Die Metakognitive Therapie nimmt die Gedanken über die Gedanken unter die Lupe, daher der Begriff “Meta-Kognitionen”. So führt die Überzeugung, dass bereits das reine Denken eines Gedankens ein Unheil anrichten könnte oder bereits das reine Denken eines Gedankens ein schuldhaftes Vergehen darstellt, bei den Betroffenen zu starken Ängsten. Dies gilt besonders für die Bereiche aggressiver, sexueller oder religiöser Zwangsgedanken sowie Symptomen in der Folge “magischen Denkens”.  Mithilfe von Informationen, gemeinsamen Erörterungen aber auch Verhaltensexperimenten, z.B. gezielt einen zunächst neutralen Gedanken zu denken und dessen Einfluss auf die Wirklichkeit zu überprüfen, sollen diese hinderlichen Einstellungen verändert werden.

Diese drei Verfahren leisten auf ihre jeweilige Art und Weise einen wertvollen Beitrag in der Vorbereitung der Expositionsbehandlung, da sie helfen, die Zwangsgedanken nicht mehr für “bare Münze” zu nehmen, sondern sich von ihnen zu distanzieren. Zudem bieten sie dem Patienten eine Hilfestellung für den Umgang mit Zwängen im Alltag.

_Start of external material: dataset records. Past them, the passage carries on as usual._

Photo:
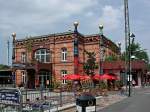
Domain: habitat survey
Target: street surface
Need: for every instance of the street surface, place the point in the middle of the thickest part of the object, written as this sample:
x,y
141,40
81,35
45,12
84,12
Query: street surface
x,y
139,102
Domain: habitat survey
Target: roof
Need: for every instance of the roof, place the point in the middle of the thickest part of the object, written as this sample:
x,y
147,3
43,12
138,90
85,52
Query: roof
x,y
45,36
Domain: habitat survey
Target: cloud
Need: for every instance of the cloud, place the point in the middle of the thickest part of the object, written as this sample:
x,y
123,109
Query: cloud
x,y
111,17
25,15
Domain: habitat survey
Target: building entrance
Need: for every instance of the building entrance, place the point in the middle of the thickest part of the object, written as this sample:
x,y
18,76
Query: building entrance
x,y
45,79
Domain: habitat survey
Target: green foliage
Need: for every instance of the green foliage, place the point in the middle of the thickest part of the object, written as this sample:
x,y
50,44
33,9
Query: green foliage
x,y
118,84
3,67
90,64
137,51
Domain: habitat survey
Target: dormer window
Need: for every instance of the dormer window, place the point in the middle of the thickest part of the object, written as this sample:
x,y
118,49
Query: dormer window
x,y
63,54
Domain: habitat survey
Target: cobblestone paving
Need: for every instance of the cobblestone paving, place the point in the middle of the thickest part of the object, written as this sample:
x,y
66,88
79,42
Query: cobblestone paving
x,y
102,102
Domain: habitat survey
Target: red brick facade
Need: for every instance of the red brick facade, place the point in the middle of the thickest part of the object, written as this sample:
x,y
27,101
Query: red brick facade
x,y
54,43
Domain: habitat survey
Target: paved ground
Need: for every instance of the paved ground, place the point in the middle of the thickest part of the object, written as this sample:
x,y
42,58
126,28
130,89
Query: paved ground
x,y
103,101
139,102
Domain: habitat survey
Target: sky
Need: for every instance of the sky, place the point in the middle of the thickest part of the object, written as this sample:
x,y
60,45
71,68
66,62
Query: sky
x,y
41,17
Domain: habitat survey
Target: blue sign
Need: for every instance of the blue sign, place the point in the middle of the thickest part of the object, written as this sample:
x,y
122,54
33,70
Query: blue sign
x,y
9,96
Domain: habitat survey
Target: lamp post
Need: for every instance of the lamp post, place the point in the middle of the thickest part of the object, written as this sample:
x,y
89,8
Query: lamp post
x,y
129,57
13,58
101,48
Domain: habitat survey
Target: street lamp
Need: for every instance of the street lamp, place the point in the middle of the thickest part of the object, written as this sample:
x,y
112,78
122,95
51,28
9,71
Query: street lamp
x,y
131,36
101,48
13,58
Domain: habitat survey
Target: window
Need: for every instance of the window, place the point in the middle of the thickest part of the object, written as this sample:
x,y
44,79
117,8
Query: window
x,y
23,78
64,54
63,73
23,57
42,55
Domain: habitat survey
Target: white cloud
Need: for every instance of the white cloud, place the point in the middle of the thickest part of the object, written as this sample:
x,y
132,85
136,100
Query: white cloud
x,y
111,17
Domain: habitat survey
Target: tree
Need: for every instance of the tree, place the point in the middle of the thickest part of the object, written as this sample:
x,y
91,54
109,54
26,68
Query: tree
x,y
136,51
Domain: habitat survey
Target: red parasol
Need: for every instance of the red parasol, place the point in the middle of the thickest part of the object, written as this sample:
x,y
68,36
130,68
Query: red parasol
x,y
97,77
71,77
106,76
84,77
114,78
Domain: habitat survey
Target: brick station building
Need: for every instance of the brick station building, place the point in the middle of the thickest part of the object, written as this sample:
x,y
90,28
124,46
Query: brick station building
x,y
45,59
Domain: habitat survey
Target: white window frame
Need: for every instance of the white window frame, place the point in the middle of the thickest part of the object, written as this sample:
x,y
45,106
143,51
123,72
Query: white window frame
x,y
63,54
45,54
64,73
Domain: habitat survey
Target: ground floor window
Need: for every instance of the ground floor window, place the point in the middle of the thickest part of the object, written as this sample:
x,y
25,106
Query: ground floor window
x,y
63,73
45,79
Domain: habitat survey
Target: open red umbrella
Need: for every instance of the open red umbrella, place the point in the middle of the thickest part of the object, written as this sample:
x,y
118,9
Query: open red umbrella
x,y
71,77
106,76
114,78
84,77
97,77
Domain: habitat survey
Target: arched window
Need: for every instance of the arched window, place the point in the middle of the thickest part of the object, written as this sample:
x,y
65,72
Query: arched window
x,y
42,55
63,54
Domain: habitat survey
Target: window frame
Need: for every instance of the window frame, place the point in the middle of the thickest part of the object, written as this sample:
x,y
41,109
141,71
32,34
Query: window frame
x,y
64,54
42,54
64,73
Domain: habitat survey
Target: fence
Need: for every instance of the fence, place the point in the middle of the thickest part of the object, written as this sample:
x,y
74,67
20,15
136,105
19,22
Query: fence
x,y
35,100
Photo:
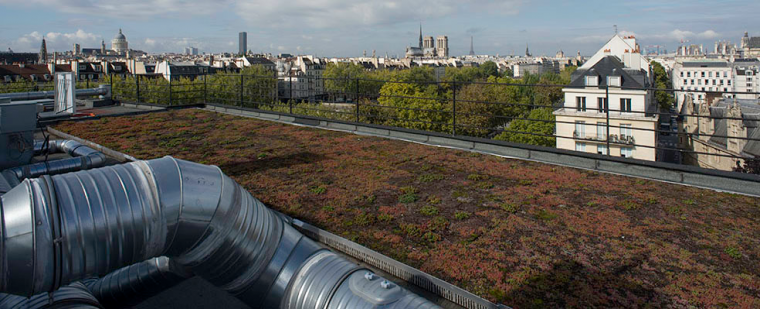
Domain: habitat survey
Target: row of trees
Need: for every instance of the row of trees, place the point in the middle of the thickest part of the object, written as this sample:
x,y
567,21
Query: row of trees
x,y
488,104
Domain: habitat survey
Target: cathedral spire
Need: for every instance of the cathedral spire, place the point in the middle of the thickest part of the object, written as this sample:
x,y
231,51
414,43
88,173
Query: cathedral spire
x,y
420,35
43,52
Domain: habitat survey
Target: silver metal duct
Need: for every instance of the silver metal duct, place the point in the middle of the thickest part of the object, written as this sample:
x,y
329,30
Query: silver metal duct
x,y
73,226
72,296
84,158
133,284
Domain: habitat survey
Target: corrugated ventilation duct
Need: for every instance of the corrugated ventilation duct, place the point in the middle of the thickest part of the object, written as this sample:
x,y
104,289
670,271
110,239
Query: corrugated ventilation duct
x,y
69,227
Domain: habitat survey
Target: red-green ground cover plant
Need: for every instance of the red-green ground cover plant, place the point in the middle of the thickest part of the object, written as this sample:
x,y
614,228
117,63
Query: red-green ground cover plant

Die Schematherapie wiederum legt den Schwerpunkt auf die Betrachtung biographischer Besonderheiten, die die Entstehung der Zwangsstörung begünstigt haben könnten. Sie geht davon aus, dass in der Kindheit zentrale Grundbedürfnisse verletzt wurden und letztlich zu den Zwangssymptomen geführt haben. Die heutigen Auswirkungen dieser früh erworbenen Muster zu erkennen und sich in der Gegenwart von ihnen zu lösen, ist das Ziel dieser Therapiemethode.

Die Compassion-Focused Therapy richtet den Fokus auf negative Gefühle von Scham und Haltungen von Selbstabwertung und mangelnder Selbstfürsorge, das viele Patienten mit psychischen Störungen sich selbst gegenüber zeigen. Wieder ein positives Mitgefühl sich selbst gegenüber aufzubauen, wird in dieser Therapieform angestrebt.